GPTs’ Dependence on Appropriation and Remix: Forethoughts about Speed and Creativity

Curator's Note

[1]

In 2015 I wrote, ‘There may well be a time not too distant in the future, when we may be able to access databases with image, sound, text, and video sources to express what we want just as fast as we utter a sentence.’[2]

Eight years later this is a reality as AI models such as ChatGPT, DALL-E-2, Midjourney, and Stable Diffusion among others offer text and speech interfaces to produce content with simple prompts. The speed of creative production is reaching another stage I also described in the same essay: ‘It is therefore not farfetched to consider the possibility that, if technology is to move in the ever-increasing way it has thus far, we will leave our current speed of communication in the near future—for a speed that may be as fast as a person can think—and likely faster.’[3]

We are nearing the speed of thought as AI models produce in seconds essays and complex image compositions. It has already moved past minutes to seconds to nanoseconds as it constantly strives for economic efficiency.[4] Speed faster than seconds can only be performed between machines, leaving humans out of the process until the result is produced for human consumption. Computational processes such as stock trading and social media communication, and, more generally, Internet information transfer are clear examples where the exchange process is moving much faster than humans can perceive. Why the urgency for such speed? To what end will such speed lead humans? Based on this trend, it may not be far-fetched to consider the following statement becoming reality: no need to utter. No need to write. Prompts are no longer needed. No need to think. Thoughts are no longer fast enough: just a dot. Period.[5]

Cultures and societies may reach a moment of production and consumption in which there is no delay in the process of economic exchange: zero. This would be a capitalistic dream—or nightmare. Reality as we understand it would collapse: no delay between birth and death. We come to the end of our sentence: period. Non-existence, perhaps nirvana: the ultimate state of production and consumption in which capitalism reaches its culmination, and humans reach their state of being through non-being. Artificial intelligence is exponentially increasing this paradoxical process.
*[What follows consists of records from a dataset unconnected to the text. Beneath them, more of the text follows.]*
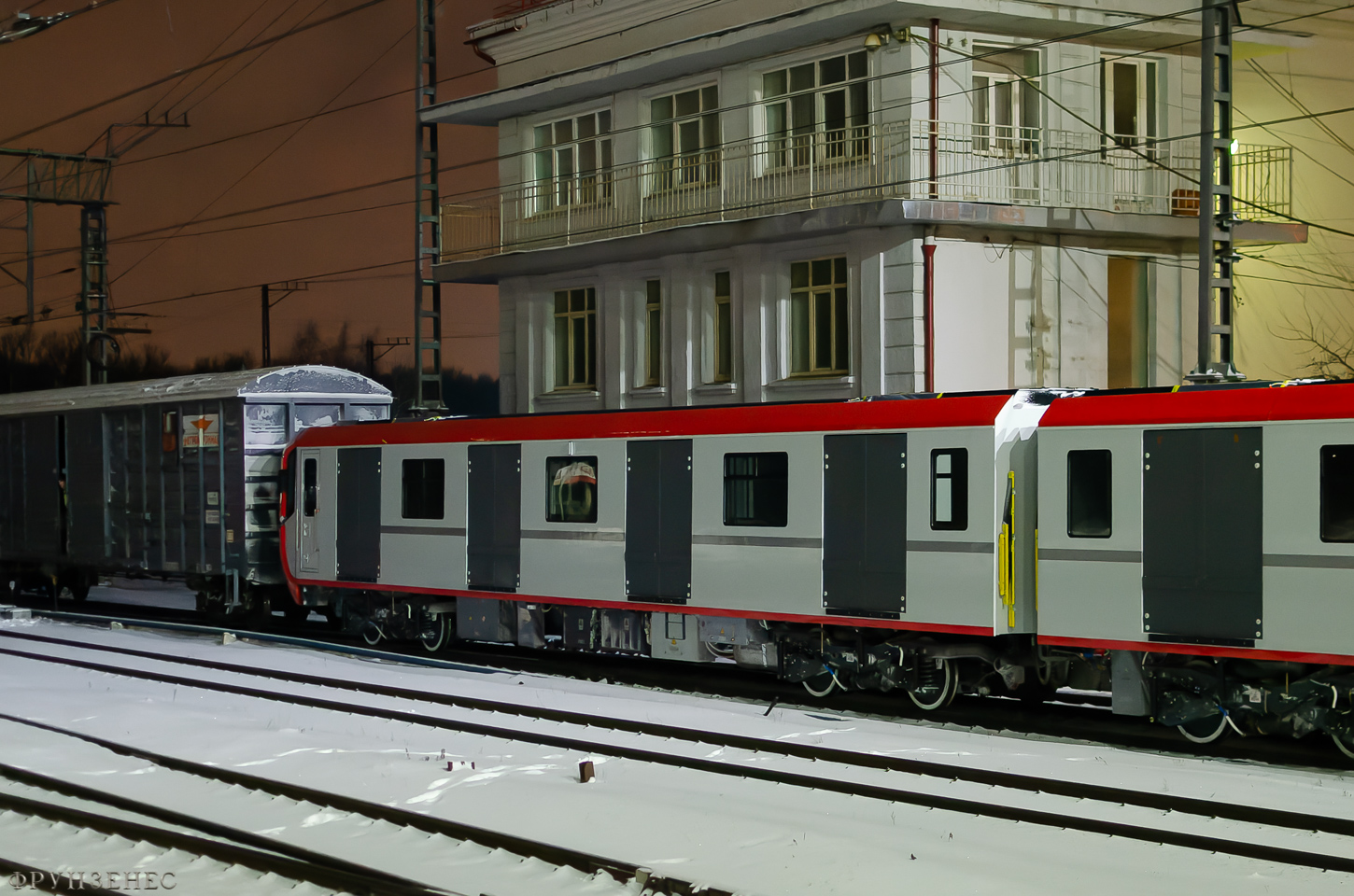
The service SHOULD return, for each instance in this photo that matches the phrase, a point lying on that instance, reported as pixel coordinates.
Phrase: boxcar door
(1203, 535)
(658, 522)
(310, 501)
(493, 532)
(358, 541)
(866, 524)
Humans are supportive of this self-detrimental process because AI is a trope for the apparent improvement and experience of human life closely dependent on recycling pre-existing material. The ever-increasing drive to optimize the creative process by harvesting, datamining, repurposing and redeploying already-existing content and objects for ongoing production and consumption relies on remix principles, which are the fundamental drivers of artificial intelligence innovation.
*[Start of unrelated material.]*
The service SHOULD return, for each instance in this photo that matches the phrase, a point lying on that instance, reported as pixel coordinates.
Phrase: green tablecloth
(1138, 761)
If humans are to continue participating in production and consumption, we need to remember that people need time to think, to engage with others, to be social: to experience life. This process is also based on remix principles: recall, reflect, repurpose, adjust behavior based on understanding of previous content to move into our futures. In this regard the ability to project oneself onto people and cultural objects we identify and empathize with paradoxically resists the ongoing drive to increase the speed of production and consumption because such reflection demands time.[6] From this stance creative production and the time needed to engage with it through empathy are a form of resistance against the incessant speed we continue to experience with AI implementation. The human challenge is to find a balance between the existential need for appreciating human existence and the obsessive drive for never-ending innovation.   

 


[1] Image Title: No need to utter. No need to write. Prompts are no longer needed. No need to think. Thoughts are no longer fast enough: just a dot. Period. Variation 4. Medium: DALL-E-2. The title of the image is the prompt used to produce it. The image is a visual metaphor of the argument posed in the text itself.
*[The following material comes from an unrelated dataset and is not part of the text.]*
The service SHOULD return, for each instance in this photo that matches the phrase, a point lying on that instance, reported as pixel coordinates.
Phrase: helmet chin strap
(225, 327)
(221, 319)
[2] A short version of this premise was published in Eduardo Navas, ‘Im/material Regeneration,’ in Seismographic Sounds: Visions of a New World, eds. Theresa Beyer, Thomas Burkhalter, Hannes Liechti (Bern: Norient Books, 2015), 495–501. For the longer essay see, Eduardo Navas, ‘Regenerative Culture,’ March 2016. Accessed April 8, 2023. https://norient.com/academic/regenerative-culture-part-15

[3] Navas, ‘Regenerative.’

[4] For an in-depth conversation on the incessant drive to the bottom for pure profits see ‘Max Tegmark: The Case for Halting AI Development | Lex Fridman Podcast #371,’ April 13, 2023. Accessed April 26, 2023. https://www.youtube.com/watch?v=VcVfceTsD0A

[5] The prompt used for the image that accompanies this writing is based on lectures I gave during the month of March for History of Digital Art (Art 476), School of Visual Arts during the Spring of 2023.

[6] For more on this issue see my chapter: Navas, ‘Compression,’ in The Rise of Metacreativity: AI Aesthetics After Remix (New York: Routledge, 2023), 83–89.